The `recall-claude-plugin` (hooks-based plugin from the one-liner install) is for the managed SaaS at recallmcp.com. It requires a `RECALL_API_KEY` (cloud API key) and conflicts with the self-hosted MCP server. If you see HTTP 401 errors from recall hooks, this is the cause.

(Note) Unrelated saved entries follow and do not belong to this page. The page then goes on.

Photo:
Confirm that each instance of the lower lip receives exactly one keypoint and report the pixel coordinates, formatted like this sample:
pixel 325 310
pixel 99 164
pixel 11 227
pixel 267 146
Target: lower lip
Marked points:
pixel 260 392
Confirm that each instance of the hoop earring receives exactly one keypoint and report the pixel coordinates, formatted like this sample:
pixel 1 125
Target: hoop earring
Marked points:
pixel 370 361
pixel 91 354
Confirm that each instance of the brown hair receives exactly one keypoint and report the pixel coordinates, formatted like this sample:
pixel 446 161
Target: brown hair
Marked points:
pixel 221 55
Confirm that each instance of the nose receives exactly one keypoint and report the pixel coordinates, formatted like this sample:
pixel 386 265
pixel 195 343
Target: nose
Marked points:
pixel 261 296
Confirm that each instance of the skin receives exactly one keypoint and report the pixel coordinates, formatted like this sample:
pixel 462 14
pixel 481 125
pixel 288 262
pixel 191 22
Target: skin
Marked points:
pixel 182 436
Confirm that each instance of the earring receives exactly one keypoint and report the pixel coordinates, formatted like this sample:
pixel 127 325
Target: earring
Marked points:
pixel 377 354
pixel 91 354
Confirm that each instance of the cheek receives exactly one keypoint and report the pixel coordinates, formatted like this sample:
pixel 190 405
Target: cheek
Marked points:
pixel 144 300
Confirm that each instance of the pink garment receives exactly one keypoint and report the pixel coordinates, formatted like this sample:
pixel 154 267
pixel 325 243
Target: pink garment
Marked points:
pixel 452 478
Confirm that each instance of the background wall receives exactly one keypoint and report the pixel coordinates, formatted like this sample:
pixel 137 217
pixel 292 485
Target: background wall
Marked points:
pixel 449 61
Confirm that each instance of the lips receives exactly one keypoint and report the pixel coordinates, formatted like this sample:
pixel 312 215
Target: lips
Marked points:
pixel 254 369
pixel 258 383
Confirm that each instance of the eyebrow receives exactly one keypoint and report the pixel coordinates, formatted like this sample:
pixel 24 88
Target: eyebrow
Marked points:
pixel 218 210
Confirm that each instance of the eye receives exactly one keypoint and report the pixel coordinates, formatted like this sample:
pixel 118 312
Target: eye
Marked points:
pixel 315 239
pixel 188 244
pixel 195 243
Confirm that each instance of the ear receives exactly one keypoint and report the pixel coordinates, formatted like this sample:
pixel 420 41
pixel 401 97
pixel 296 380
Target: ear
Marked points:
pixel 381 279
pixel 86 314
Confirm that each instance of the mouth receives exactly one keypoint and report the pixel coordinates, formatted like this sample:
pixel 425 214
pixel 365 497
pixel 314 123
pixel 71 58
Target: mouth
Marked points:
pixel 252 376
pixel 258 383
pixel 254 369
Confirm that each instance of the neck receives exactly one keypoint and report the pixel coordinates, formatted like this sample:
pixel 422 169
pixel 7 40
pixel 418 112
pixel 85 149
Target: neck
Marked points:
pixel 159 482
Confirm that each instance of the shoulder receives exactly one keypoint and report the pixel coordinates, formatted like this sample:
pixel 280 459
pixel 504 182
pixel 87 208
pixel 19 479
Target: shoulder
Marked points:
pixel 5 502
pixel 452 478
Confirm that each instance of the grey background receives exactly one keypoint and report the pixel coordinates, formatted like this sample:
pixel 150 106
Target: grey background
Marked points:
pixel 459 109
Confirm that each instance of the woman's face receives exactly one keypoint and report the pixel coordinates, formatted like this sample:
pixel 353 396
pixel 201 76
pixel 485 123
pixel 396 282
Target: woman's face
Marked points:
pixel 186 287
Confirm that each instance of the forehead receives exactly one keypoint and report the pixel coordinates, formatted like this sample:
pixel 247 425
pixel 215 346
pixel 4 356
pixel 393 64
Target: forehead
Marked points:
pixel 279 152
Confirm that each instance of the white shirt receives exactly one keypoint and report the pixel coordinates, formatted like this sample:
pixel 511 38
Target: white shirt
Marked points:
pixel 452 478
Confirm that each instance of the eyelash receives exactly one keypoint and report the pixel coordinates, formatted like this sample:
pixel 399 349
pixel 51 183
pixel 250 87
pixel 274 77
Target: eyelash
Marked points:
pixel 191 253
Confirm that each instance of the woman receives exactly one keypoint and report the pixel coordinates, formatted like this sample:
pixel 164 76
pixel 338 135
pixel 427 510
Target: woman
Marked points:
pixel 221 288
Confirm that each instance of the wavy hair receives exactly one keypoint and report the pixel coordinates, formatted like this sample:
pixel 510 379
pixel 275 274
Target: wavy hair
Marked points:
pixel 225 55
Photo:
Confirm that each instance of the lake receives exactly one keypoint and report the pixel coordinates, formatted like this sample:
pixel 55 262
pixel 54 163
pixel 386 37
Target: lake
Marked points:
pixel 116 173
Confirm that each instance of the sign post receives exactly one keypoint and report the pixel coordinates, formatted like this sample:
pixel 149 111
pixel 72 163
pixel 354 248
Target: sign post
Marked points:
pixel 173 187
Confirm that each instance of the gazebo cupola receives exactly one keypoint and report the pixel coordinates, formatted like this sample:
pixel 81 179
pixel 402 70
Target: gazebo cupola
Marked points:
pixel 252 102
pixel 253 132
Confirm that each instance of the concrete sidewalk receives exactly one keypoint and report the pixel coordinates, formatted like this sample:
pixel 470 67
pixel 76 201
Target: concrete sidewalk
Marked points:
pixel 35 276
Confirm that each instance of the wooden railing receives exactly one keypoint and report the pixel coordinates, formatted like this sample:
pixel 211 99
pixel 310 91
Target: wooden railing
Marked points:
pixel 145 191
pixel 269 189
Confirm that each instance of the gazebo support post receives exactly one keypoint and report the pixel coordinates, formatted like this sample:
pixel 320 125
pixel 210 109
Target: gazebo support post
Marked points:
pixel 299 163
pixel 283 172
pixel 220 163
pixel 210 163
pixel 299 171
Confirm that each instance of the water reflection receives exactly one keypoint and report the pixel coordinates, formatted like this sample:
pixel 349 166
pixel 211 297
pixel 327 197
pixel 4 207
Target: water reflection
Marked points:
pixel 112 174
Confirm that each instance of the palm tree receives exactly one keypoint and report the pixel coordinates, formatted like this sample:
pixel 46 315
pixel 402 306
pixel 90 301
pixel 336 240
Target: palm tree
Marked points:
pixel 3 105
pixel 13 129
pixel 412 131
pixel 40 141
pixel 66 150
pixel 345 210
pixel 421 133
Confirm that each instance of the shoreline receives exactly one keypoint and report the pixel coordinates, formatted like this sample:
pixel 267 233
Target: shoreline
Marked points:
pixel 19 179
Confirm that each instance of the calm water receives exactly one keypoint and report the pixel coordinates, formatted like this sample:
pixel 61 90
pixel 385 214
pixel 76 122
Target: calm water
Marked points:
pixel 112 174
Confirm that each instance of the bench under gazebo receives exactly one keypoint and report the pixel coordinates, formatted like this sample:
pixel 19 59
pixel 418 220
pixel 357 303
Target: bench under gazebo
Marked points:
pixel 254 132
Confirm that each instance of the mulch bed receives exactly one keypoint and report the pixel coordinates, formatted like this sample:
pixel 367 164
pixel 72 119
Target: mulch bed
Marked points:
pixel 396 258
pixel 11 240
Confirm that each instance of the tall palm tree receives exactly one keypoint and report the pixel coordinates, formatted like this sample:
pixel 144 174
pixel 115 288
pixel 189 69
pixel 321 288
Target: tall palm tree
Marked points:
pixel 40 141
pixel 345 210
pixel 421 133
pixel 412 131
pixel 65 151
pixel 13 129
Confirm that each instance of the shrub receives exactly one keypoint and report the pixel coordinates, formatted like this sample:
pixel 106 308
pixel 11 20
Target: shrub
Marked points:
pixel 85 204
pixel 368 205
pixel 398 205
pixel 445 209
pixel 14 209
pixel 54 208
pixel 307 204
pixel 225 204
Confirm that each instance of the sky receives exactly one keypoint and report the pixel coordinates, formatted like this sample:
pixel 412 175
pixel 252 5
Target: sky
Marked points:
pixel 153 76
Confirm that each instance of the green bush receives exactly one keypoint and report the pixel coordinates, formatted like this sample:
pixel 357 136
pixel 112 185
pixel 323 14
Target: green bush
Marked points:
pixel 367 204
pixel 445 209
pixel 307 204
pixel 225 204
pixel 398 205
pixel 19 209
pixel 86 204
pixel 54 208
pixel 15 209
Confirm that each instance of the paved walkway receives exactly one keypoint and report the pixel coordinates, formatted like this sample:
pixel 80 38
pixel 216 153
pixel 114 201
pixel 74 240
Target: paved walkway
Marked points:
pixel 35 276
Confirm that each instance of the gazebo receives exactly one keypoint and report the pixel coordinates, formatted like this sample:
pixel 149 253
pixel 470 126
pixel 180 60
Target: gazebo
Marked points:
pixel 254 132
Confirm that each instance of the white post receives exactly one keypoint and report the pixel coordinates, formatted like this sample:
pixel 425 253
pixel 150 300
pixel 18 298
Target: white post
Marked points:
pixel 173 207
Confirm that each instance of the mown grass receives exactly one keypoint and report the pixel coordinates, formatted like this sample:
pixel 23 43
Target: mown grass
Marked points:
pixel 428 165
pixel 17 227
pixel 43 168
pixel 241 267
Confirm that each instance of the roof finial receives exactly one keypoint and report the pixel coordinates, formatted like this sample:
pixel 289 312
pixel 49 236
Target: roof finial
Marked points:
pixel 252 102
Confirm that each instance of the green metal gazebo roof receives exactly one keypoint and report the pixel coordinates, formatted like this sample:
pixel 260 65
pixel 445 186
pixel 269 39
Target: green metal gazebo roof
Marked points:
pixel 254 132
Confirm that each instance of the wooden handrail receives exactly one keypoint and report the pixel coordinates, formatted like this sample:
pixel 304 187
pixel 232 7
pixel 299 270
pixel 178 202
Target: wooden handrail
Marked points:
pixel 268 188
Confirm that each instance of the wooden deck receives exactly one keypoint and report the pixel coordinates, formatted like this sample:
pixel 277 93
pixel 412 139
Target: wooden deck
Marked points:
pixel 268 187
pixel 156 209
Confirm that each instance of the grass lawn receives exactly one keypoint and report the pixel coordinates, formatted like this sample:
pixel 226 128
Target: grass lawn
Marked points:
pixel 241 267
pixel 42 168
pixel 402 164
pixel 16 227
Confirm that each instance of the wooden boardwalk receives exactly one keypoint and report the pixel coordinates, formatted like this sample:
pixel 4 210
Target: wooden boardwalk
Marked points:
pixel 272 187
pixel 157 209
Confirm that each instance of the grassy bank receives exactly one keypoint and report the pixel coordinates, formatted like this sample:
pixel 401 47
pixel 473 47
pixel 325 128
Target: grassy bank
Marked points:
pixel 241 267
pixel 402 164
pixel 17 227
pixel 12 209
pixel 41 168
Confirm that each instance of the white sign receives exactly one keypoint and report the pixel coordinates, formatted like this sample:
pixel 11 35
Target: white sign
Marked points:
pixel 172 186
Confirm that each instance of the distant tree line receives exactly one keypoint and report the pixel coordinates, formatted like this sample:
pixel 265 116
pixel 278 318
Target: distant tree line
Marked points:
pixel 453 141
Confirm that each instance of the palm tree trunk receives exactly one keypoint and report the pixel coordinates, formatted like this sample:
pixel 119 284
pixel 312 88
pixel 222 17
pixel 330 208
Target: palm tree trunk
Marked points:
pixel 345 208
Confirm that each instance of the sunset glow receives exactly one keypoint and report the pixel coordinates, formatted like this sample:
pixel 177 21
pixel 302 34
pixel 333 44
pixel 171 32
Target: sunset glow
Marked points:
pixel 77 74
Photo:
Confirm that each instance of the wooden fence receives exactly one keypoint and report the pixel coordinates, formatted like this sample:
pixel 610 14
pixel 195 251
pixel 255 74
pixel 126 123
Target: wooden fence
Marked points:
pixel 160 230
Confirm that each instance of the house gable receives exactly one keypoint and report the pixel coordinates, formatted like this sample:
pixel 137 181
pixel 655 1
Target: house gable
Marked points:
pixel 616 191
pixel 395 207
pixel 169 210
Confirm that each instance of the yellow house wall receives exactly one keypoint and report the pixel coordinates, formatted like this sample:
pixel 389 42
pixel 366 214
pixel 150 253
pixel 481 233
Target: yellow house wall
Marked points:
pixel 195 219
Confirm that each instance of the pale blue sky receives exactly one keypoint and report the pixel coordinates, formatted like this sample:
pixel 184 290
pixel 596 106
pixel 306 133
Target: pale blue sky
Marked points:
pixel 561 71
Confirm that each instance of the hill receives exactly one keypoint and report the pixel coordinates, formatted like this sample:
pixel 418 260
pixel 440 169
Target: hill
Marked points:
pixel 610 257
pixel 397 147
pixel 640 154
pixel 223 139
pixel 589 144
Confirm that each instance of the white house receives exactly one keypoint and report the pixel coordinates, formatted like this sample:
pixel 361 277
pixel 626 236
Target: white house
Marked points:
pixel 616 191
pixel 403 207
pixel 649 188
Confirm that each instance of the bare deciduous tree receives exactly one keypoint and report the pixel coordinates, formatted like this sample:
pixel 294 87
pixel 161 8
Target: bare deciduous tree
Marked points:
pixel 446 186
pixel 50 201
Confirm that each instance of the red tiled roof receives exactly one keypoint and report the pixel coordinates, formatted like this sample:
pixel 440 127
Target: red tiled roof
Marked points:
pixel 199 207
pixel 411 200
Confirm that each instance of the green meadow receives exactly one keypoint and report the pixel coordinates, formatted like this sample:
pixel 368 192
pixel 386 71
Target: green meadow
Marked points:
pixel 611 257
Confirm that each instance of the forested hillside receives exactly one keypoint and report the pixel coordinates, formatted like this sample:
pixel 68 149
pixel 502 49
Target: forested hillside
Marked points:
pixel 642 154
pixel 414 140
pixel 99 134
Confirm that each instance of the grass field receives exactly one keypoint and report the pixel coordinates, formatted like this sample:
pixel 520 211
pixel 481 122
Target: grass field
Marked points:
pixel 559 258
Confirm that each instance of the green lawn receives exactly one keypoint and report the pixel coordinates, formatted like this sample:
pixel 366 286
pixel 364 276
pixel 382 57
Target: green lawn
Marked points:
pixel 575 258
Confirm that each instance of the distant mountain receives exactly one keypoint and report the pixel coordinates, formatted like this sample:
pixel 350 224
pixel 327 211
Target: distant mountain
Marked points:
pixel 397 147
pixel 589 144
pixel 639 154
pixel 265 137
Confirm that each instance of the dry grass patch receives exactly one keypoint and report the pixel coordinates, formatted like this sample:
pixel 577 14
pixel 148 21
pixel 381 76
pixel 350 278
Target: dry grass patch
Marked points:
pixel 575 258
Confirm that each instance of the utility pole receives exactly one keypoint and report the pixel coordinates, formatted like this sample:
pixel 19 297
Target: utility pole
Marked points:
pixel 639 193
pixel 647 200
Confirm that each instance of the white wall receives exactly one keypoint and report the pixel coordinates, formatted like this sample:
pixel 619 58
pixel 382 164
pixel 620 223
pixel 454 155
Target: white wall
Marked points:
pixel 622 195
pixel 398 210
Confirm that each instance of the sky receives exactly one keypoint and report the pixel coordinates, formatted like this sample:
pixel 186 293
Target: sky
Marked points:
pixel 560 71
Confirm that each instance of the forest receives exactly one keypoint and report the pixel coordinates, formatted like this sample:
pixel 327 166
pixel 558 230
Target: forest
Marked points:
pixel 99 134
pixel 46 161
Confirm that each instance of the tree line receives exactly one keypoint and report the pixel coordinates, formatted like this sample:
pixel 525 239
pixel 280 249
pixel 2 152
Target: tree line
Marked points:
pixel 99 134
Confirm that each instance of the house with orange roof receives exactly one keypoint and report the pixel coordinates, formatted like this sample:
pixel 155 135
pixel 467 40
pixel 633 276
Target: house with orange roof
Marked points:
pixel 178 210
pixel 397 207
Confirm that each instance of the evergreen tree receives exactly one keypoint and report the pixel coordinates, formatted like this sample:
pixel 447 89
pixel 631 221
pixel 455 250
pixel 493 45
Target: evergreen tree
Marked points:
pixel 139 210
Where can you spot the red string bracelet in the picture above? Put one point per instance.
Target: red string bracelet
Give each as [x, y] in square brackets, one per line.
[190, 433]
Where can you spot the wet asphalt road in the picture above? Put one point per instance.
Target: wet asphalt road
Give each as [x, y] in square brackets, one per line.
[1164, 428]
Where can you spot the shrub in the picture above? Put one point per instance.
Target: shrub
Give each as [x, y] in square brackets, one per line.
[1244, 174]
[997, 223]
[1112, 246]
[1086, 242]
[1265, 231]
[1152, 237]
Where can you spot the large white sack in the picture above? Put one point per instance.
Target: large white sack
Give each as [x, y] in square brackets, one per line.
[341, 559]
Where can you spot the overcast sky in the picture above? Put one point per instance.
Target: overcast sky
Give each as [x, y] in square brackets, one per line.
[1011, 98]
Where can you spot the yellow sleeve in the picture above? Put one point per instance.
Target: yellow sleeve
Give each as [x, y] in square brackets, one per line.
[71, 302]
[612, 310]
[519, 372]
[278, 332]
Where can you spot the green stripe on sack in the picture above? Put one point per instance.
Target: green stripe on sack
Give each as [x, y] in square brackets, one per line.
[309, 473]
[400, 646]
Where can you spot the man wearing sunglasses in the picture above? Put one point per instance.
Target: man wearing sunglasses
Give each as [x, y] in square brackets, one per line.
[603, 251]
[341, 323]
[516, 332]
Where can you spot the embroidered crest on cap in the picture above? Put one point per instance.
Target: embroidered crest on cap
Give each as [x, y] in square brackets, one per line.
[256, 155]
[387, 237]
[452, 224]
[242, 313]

### 8. Embedding provider auto-detection picks up stale OpenAI keys

Recall auto-detects the embedding provider by checking for API keys in this priority order: `VOYAGE_API_KEY` → `COHERE_API_KEY` → `OPENAI_API_KEY` → `DEEPSEEK_API_KEY` → `GROK_API_KEY` → `ANTHROPIC_API_KEY`. Anthropic is checked **last**.

The `env` block in `~/.mcp.json` **adds to** the inherited shell environment — it doesn't replace it. If your shell has `OPENAI_API_KEY` set globally (from another tool, `.zshrc`, etc.), recall will pick OpenAI over Anthropic even though you explicitly configured `ANTHROPIC_API_KEY` in the MCP config.

**Symptom:** `store_memory` fails with `openai API error: 429 - insufficient_quota` even though you configured an Anthropic key.

**Fix:** Always set `"EMBEDDING_PROVIDER": "anthropic"` explicitly in the env block. This overrides auto-detection entirely, ignoring any inherited API keys.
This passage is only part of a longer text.